The flexible Android platform will also be running full-power netbooks in direct competition with Windows XP, Vista and 7 machines. Already, major manufacturers like Dell Inc. and Archos are planning tablets running Google’s software.

And later this month comes Apple’s slate, which is being characterized as a complete overhaul of the tablet form, exporting something like the iPhone experience to a full-powered miniature Internet device.

Microsoft Courier remains under wraps
But with the drums beating for Apple’s expected Jan. 27 tablet announcement, Microsoft for now appears content to promote Windows 7, Project Natal and several other incremental advancements, including:

  • A new agreement that will make Windows 7 the default OS, MSN the default home page and Bing the default search engine on dozens of new Hewlett-Packard computer lines.
  • Microsoft’s entry into the e-book market with Blio, a free software package boasting deals that will make more than 1 million volumes from major publishers available when it launches.
  • Mediaroom 2.0, an upgrade of the company’s Internet Protocol television platform that Ballmer said would allow users to stream live and on-demand content to televisions, PCs and phones.

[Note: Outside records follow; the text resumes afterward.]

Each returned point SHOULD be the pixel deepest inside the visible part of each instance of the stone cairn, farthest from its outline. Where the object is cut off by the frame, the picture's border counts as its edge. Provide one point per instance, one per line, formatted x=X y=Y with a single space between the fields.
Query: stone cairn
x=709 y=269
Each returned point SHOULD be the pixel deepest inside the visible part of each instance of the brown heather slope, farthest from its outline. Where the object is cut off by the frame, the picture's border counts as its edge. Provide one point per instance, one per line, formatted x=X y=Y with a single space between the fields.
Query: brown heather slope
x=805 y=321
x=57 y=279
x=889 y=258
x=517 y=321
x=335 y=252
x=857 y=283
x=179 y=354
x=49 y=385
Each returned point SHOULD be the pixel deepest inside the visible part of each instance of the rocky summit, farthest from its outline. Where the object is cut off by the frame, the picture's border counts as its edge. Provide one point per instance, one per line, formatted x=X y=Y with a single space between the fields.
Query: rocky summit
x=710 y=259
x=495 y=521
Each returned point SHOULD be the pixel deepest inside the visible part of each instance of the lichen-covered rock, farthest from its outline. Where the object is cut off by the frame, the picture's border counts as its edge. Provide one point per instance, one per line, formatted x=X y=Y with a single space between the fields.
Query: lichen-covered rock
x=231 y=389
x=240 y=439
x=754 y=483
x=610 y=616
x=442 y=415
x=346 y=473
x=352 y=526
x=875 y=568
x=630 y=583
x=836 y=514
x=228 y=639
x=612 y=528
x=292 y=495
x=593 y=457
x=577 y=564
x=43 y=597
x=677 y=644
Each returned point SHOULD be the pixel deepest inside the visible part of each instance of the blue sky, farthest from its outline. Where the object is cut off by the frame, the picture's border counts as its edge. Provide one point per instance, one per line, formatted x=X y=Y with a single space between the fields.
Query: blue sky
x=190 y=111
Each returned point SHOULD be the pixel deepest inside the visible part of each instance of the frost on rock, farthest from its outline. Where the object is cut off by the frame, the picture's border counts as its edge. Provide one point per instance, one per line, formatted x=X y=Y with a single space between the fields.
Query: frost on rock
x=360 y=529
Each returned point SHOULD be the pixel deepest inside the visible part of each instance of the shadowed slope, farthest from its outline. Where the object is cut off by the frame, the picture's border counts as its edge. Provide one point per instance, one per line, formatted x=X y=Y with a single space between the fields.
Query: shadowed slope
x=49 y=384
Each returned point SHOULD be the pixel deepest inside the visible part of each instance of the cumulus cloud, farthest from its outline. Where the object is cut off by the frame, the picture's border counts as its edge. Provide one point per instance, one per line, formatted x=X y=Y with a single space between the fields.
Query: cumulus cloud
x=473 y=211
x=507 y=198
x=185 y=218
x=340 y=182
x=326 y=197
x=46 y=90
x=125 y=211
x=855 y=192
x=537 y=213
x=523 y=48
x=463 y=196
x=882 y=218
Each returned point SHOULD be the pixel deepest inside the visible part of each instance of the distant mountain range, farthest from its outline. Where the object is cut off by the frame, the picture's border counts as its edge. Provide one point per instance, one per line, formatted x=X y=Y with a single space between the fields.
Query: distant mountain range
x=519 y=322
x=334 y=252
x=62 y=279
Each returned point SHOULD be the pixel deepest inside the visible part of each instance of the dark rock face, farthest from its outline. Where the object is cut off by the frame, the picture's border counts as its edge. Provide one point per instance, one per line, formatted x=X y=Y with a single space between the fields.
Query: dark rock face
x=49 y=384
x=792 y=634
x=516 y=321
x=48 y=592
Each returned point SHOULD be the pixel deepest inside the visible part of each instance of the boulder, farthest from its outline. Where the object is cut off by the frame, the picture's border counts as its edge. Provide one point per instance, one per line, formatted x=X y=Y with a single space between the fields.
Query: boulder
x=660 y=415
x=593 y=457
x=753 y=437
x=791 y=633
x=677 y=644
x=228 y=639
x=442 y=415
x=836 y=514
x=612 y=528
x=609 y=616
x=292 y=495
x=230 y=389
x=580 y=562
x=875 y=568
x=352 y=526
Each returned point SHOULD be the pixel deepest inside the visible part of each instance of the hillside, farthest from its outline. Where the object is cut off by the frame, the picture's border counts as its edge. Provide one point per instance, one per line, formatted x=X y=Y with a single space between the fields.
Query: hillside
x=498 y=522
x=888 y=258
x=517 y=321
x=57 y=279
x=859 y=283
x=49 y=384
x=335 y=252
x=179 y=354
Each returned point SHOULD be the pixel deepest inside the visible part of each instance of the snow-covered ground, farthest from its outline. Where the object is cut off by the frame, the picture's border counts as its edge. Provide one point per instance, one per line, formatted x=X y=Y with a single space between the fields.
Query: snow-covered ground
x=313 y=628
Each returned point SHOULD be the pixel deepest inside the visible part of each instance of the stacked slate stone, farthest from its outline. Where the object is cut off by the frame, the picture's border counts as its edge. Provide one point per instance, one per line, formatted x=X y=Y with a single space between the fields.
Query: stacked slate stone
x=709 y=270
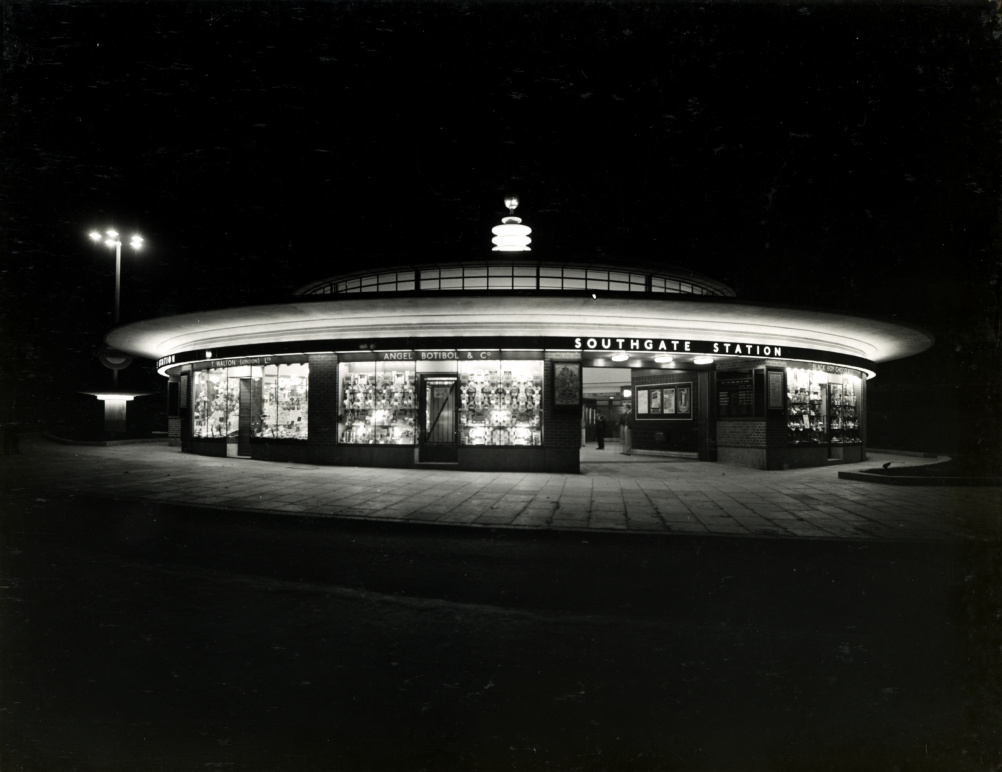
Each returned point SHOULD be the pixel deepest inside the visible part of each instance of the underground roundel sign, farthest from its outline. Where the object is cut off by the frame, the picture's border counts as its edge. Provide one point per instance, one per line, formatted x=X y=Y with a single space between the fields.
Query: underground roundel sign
x=114 y=359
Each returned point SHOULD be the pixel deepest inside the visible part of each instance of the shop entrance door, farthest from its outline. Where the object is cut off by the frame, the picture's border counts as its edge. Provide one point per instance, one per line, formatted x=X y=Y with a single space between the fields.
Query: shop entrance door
x=243 y=419
x=439 y=440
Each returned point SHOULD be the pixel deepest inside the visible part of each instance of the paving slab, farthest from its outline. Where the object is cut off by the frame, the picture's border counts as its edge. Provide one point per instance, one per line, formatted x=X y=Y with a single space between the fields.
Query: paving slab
x=612 y=492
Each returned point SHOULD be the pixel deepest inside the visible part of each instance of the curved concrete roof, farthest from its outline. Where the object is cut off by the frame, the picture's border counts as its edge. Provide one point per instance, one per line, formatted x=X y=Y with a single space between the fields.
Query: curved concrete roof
x=456 y=317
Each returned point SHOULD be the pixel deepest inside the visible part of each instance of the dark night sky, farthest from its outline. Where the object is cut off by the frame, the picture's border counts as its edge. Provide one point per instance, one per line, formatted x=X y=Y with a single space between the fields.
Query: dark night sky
x=836 y=155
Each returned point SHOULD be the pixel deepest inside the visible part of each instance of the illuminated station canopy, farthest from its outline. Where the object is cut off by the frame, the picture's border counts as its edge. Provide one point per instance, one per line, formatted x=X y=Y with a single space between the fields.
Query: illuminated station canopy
x=598 y=310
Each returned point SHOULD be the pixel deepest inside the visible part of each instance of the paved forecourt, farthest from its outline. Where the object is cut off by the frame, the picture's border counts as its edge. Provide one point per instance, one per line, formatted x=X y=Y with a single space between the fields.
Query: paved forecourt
x=613 y=493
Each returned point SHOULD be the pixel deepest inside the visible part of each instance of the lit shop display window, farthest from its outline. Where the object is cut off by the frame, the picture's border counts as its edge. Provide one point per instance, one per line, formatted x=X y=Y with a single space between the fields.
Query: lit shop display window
x=501 y=403
x=822 y=407
x=379 y=403
x=271 y=401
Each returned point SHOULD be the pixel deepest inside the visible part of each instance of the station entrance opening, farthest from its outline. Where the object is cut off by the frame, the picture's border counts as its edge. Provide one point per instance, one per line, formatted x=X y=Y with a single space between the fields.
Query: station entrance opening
x=648 y=412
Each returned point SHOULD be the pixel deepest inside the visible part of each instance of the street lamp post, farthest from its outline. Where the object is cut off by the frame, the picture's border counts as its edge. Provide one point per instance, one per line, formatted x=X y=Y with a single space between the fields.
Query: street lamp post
x=110 y=239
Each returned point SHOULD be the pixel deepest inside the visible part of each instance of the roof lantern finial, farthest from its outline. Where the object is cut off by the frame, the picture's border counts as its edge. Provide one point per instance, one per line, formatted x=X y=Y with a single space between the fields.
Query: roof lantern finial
x=511 y=235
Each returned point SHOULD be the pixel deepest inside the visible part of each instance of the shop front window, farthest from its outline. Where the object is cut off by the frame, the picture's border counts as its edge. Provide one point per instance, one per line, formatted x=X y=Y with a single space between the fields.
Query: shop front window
x=281 y=401
x=271 y=401
x=501 y=402
x=213 y=401
x=822 y=408
x=378 y=403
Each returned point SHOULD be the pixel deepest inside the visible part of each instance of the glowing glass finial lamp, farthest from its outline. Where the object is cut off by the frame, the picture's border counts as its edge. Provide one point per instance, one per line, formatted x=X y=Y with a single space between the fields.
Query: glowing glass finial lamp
x=511 y=235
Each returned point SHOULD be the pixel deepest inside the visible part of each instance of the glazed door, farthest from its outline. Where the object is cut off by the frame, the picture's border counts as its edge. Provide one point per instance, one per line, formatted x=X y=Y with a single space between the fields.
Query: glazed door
x=439 y=440
x=243 y=419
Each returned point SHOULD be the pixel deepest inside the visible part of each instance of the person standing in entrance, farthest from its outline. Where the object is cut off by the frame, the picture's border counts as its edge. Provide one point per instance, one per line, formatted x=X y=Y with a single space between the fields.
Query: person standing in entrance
x=626 y=432
x=600 y=431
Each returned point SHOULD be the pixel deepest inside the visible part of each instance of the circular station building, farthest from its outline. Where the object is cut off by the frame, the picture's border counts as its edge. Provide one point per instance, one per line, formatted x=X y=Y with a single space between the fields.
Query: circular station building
x=505 y=363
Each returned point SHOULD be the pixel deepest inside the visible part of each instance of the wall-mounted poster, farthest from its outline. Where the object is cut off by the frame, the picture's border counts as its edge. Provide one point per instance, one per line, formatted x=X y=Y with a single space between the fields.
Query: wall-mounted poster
x=664 y=402
x=776 y=390
x=684 y=402
x=567 y=384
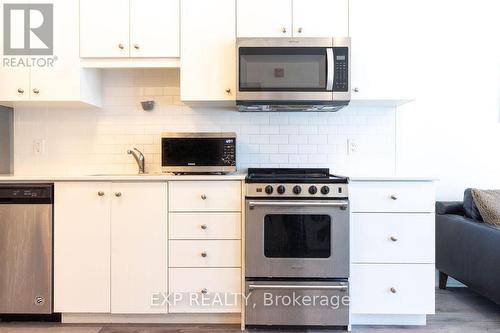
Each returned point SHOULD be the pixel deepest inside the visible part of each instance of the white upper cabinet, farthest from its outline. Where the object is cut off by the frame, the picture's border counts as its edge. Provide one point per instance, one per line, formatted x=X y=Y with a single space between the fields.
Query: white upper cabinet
x=388 y=38
x=297 y=18
x=320 y=18
x=129 y=28
x=208 y=54
x=104 y=28
x=154 y=28
x=264 y=18
x=53 y=77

Ballmer also promised advancements in in-car computer technology products it has created for its partnership with Ford Motor Co. Those were to be announced Thursday morning by Ford Chief Executive Alan Mulally, he said.

And even that was undercut somewhat Wednesday when OnStar Corp. announced that its Mobile Experience app for Ford’s Chevrolet-branded electric car, the Volt, would be offered on the iPhone, Motorola’s Android-driven Droid and the Blackberry Storm — with no mention of a Windows Mobile version.